Definition (independence):
$(A_i)_{i \in I}$ is called stochastically independent if for all finite non-empty subsets $J \subset I$ we have
\begin{align}
\mathbb{P}\left(\bigcap_{j \in J} A_j\right)
= \prod_{j \in J} \mathbb{P}(A_j).
\end{align}Theorem:
$(A_k)_{k = 1}^{n}$ is independent if and only if for each choice of $B_k \in \{A_k, A_k^C\}$, $k \in \{1, \ldots, n\}$ we have
\begin{equation*}
\mathbb{P}\left(\bigcap_{k = 1}^{n} B_k\right)
= \prod_{k = 1}^{n} \mathbb{P}(B_k).
\end{equation*}
Proof:
"$\impliedby$":
By adding the product formulas for $\{B_1, \ldots, B_n\}$ and $\{B_1^C, B_2, \ldots, B_n\}$ we obtain
\begin{equation} \tag{1}
\mathbb{P}\left(\bigcap_{k = 2}^{n} B_k\right)
= \prod_{k = 2}^{n} \mathbb{P}(B_k)
\end{equation}
Therefore one obtain the formula for intersections of $n – 1$ sets, then $n – 2$ and so on. $\square$
My Question:
I don't understand how (1) is obtained and the reasoning following it:
If I add
$$
\mathbb{P}\left(\bigcap_{k = 1}^{n} B_k\right)
= \prod_{k = 1}^{n} \mathbb{P}(B_k)
\qquad \text{and} \qquad
\mathbb{P}\left(\bigcap_{k = 2}^{n} B_k \cap B_1^C\right)
= \prod_{k = 2}^{n} \mathbb{P}(B_k) \cdot B_1^C
$$
I get
$$
\mathbb{P}\left(\bigcap_{k = 1}^{n} B_k\right) + \mathbb{P}\left(\bigcap_{k = 2}^{n} B_k \cap B_1^C\right)

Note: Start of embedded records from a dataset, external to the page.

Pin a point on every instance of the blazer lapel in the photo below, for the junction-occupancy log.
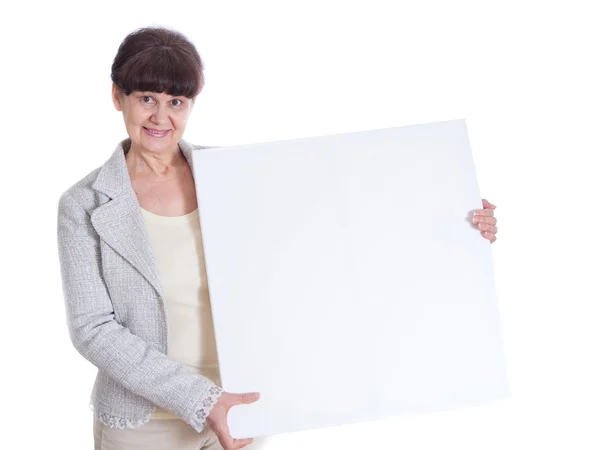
(119, 221)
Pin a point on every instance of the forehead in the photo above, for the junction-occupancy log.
(158, 95)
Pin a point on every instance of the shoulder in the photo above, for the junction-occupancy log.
(81, 191)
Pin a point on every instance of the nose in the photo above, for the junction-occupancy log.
(161, 114)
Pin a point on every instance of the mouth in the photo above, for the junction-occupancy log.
(156, 133)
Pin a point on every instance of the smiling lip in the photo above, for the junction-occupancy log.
(156, 133)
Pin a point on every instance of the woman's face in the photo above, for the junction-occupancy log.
(154, 121)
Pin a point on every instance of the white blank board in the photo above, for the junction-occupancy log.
(346, 279)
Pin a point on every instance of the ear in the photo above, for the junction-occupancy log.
(117, 97)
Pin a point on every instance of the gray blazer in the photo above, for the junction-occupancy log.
(114, 302)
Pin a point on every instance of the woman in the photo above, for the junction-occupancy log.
(132, 264)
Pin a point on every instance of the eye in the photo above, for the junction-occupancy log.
(146, 99)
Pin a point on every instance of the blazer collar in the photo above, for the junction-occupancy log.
(119, 222)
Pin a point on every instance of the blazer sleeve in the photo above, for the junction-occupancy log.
(100, 339)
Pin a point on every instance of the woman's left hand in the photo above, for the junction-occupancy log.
(485, 221)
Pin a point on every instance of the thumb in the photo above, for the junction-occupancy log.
(249, 397)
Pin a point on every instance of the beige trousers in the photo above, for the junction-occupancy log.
(162, 434)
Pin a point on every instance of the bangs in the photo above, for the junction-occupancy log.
(161, 70)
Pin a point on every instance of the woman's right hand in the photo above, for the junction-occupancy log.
(217, 419)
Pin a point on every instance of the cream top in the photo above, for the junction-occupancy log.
(177, 246)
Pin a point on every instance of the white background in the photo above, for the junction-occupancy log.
(523, 74)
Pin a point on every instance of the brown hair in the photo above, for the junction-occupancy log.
(158, 59)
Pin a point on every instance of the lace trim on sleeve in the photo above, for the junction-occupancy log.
(207, 404)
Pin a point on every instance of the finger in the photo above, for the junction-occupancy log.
(487, 204)
(249, 397)
(224, 436)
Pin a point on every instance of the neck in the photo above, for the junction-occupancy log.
(157, 165)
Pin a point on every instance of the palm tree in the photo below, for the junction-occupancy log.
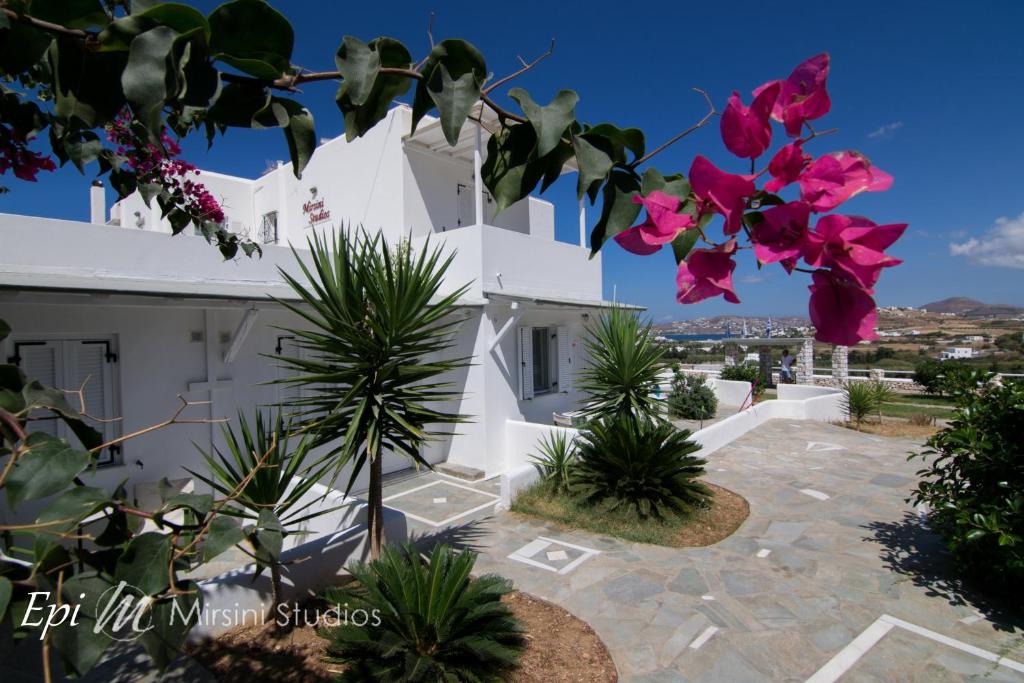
(379, 330)
(624, 367)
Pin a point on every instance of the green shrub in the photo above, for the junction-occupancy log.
(435, 622)
(691, 398)
(555, 460)
(974, 484)
(625, 361)
(640, 464)
(744, 373)
(860, 399)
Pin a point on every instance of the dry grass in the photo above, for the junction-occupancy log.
(560, 648)
(699, 527)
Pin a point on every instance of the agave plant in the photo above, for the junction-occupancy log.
(859, 400)
(622, 377)
(267, 477)
(555, 460)
(435, 622)
(643, 464)
(379, 332)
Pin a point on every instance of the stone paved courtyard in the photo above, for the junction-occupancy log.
(833, 577)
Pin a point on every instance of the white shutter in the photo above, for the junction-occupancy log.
(525, 339)
(91, 372)
(564, 359)
(41, 361)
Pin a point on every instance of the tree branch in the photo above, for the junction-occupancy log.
(525, 68)
(712, 112)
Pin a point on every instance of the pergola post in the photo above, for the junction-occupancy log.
(841, 366)
(805, 363)
(478, 178)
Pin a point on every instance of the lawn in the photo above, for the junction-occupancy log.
(699, 527)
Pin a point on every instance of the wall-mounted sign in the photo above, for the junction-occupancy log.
(314, 212)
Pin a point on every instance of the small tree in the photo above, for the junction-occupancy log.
(272, 496)
(625, 361)
(379, 327)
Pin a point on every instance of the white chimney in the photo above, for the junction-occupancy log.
(97, 203)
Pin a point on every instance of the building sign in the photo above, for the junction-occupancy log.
(314, 212)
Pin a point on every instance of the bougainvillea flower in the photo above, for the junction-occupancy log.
(663, 224)
(707, 272)
(842, 311)
(720, 191)
(781, 235)
(836, 177)
(786, 166)
(803, 95)
(747, 130)
(853, 246)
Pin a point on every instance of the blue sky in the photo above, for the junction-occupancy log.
(931, 91)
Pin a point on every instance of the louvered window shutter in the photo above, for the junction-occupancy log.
(41, 361)
(525, 339)
(92, 371)
(564, 359)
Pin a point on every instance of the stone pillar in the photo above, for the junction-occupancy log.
(805, 363)
(841, 367)
(764, 365)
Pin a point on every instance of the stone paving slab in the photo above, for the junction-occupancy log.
(734, 612)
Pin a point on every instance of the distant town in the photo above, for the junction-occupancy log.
(961, 329)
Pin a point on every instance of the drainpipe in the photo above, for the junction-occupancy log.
(97, 203)
(477, 179)
(509, 324)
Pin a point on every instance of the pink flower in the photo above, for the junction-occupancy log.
(835, 178)
(723, 193)
(663, 224)
(853, 246)
(707, 272)
(803, 96)
(781, 235)
(786, 166)
(747, 131)
(842, 311)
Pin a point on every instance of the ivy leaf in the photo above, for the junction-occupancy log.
(444, 85)
(549, 122)
(145, 77)
(224, 532)
(48, 467)
(164, 642)
(253, 37)
(594, 165)
(511, 170)
(119, 34)
(71, 13)
(145, 561)
(617, 209)
(72, 507)
(377, 92)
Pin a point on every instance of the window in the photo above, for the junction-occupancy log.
(545, 360)
(89, 365)
(268, 228)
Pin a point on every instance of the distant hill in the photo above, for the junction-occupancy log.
(973, 308)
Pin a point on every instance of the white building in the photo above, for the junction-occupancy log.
(147, 317)
(956, 352)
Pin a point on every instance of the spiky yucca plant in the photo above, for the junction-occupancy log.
(643, 464)
(555, 459)
(624, 366)
(272, 496)
(379, 332)
(435, 622)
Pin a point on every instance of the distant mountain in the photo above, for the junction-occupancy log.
(973, 308)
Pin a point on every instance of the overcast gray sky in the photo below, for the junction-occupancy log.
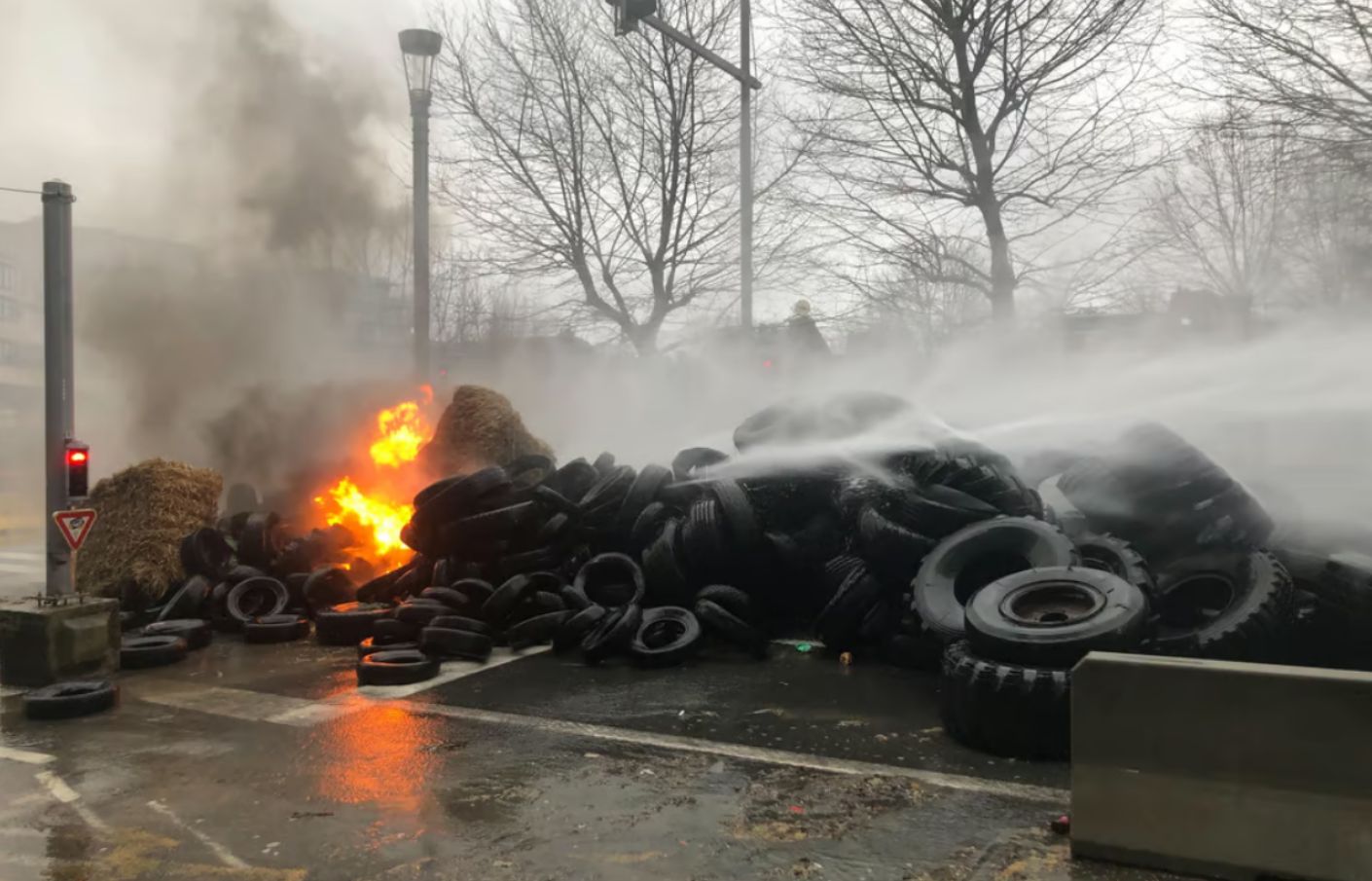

= \prod_{k = 1}^{n} \mathbb{P}(B_k) + \prod_{k = 2}^{n} \mathbb{P}(B_k) \cdot B_1^C
= \prod_{k = 2}^{n} \mathbb{P}(B_k) \underbrace{\left[ \mathbb{P}(B_1) + \mathbb{P}(B_1^C) \right]}_{= 1}.
$$
But how does the LHS simplify?
I guess I have to use the definition but since I only know that the $(A_k)_{k = 1}^{n}$ are independent by hypothesis, what can I say about the independence of $(B_k^{(C)})_{k = 1}^{n}$?
Best Answer
The crucial observation I think is to note that
$\bigcap_{k=1}^n B_k$ and $B_1^\complement \cap \bigcap_{k=2}^n B_k$ are disjoint (a point cannot be both in $B_1$ and its complement $B_1^\complement$) and have $\bigcap_{k=2}^n B_k$ as their union:
$$\bigcap_{k=2}^n B_k = \bigcap_{k=2}^n B_k \cap \left(B_1 \cup B_1^\complement\right) = \left(\bigcap_{k=1}^n B_k\right) \cup \left(\bigcap_{k=2}^n B_k \cap B_1^\complement \right)$$
by the usual distributive law $A \cap (B \cup C) = (A \cap B ) \cup (A \cap C)$ etc. So the sum of probabilities of the two sets is that of the union because of the usual axioms for a probability.